In this region, drought and poor hay crops have put tremendous pressure on cattle producers. Bezan asked federal Agriculture Minister Marie-Claude Bibeau for AgriRecovery assistance but she declined, suggesting that AgriInsurance is the first line of defence and that current programs would have to do.

“Crop insurance is just way too cost prohibitive and only works on tame forage,” Bezan said.

“This is the reality. They are completely out of touch with rural areas.”

A Conservative government would focus on trade and a solid relationship with the provinces because agriculture is a shared jurisdiction, he said.

“We need policies that promote the trade our industry depends upon and show respect to farmers,” Bezan said.

He said farm support has to be re-examined to provide greater flexibility, particularly within the suite of business risk management programs.

Bezan also has concerns with Canadian Food Inspection Agency regulations, Canada’s Food Guide and livestock transport regulations.

The Conservatives have said, as part of their environmental policy, that the contribution agriculture makes to carbon sequestration should be recognized through a financial reward program like Alternative Land Use Services.

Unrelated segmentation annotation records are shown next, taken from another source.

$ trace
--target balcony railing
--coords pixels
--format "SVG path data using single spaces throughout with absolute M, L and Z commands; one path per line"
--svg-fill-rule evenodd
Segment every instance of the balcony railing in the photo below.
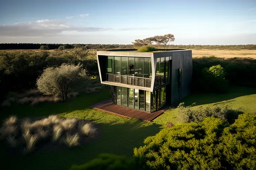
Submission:
M 151 79 L 107 73 L 107 81 L 145 87 L 151 87 Z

At the auction mart, farmers greet Bezan like a long-lost friend, teasing him about their votes and some of the campaign headlines so far.

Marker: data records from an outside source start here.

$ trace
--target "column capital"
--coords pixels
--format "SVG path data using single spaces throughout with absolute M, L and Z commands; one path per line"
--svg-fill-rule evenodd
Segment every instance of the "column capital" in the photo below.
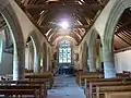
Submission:
M 0 12 L 2 12 L 2 10 L 5 9 L 9 3 L 9 0 L 0 0 Z

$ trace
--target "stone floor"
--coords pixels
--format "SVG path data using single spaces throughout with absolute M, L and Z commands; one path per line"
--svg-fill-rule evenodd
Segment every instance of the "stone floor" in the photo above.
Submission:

Producer Robert Netner said he knows he can count on Bezan to represent the industry and that farmers can take their issues to him.

Conservative candidates are largely expected to win Manitoba’s farm vote, as they did last time. The 2015 election saw seven Liberal, five Conservative and two NDP members elected to Parliament.

Royce Koop, head of the political science department at the University of Manitoba, said Manitoba has always been a three-party province, but this election will likely see a return to more Conservative seats and what he describes as the status quo.

“In the last election the Liberals basically hit their high-water mark,” he said.

Winnipeg Centre, Kildonan-St. Paul and Charleswood-St. James-Assiniboia-Headingly are three Liberal seats in play.

Koop said the absence of Trudeaumania in 2019 means “a return to a more natural competition in Manitoba.”

The Liberals won’t lose all their seats unless disaster strikes, he said.

For example, if a cabinet minister like Jim Carr were to lose in Winnipeg South Centre,“that would mean the Liberals have really tanked. That would be a surprise.”

Carr is running against Joyce Bateman, whom he defeated in 2015 and who was an MP in Stephen Harper’s government.

Polls throughout the election campaign have been fairly steady and as of Oct. 9, was showing the NDP could lose one of its two seats in the province, while the Conservatives could gain two. Two were showing as toss-ups: Saint Boniface-St. Vital and Winnipeg South. The Liberals currently hold both.

Candidates of note in Manitoba include former Keystone Agricultural Producers president Dan Mazier for the Conservatives in Dauphin-Swan River-Neepawa, who should hold the seat after Robert Sopuck’s retirement, and Steven Fletcher, a former Conservative MP, then Progressive Conservative MLA and then Manitoba Party MLA, who is now running for the PPC.